Engineering inducible dipoles to develop better fluorescent biosensors

Abstract

ArcLight is a genetically encoded voltage indicator (GEVI) utilizing a pH-sensitive green fluorescent protein, super ecliptic pHluorin (SE). SE can optically report changes in pH but requires the additional A227D mutation to generate a large voltage-dependent optical signal. There must exist than electrodynamic pathways from the protein’s surface that affect the internal chromophore.
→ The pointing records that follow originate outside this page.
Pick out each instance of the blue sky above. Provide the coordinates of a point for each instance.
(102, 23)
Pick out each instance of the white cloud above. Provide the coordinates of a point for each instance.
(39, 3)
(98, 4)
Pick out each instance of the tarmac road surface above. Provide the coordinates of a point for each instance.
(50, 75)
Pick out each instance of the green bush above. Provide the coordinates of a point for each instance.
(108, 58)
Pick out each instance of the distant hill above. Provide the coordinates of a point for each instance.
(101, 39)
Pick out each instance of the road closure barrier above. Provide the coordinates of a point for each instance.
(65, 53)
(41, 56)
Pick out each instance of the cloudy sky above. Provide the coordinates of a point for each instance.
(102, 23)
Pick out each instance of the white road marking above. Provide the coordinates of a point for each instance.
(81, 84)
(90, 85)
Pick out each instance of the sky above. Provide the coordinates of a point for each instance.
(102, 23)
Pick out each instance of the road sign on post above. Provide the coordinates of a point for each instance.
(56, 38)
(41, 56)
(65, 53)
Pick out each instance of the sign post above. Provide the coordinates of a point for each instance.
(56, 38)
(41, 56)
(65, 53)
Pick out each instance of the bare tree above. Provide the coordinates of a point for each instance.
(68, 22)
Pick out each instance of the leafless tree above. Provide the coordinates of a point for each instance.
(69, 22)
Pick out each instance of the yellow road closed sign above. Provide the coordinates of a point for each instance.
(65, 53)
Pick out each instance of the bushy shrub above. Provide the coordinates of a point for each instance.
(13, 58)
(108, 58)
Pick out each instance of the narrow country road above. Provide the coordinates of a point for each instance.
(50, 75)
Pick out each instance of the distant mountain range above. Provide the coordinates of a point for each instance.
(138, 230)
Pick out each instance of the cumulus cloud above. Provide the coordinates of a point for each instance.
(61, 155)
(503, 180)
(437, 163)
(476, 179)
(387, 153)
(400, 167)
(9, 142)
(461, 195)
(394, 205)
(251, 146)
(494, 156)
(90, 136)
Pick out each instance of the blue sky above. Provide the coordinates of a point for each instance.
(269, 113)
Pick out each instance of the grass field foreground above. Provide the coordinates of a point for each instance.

We investigated the impact of external amino acids flanking an internal amino acid near the chromophore. A novel ArcLight-derived GEVI with the internal F165T mutation resulted in a multicomponent optical signal transition when the membrane potential was altered. Introducing asymmetric polarity to the flanking external amino acids of F165T (N164F/K166T) results in a similar multicomponent response but with lower dynamic range. However, inverting the direction of the external polarity (N164T/K166F) eliminated the secondary component and increased the dynamic range. Alphafold predictions suggest that the orientation of the F165T side chain differs depending on the external chemistry. We therefore altered the degree of the polarity by maintaining 166F and mutating 164 to A/S/E/D/H/K/R/Y. 164E/166F yielded the largest signal. Surprisingly, 164D/166F yielded the worst signal. The external polarity was then reversed (164F/166X), where X represents ？D/E/K/R. Inversion of the external polarity affected the voltage-dependent signal suggesting that the orientation of internal side chains of the β-can structure can be influenced by external amino acids. These observations allows us to map how external charge conditions can influence the photo-physical properties of the protein, paving the way for advancements in biosensor development. This research is funded by KIST (2E32162).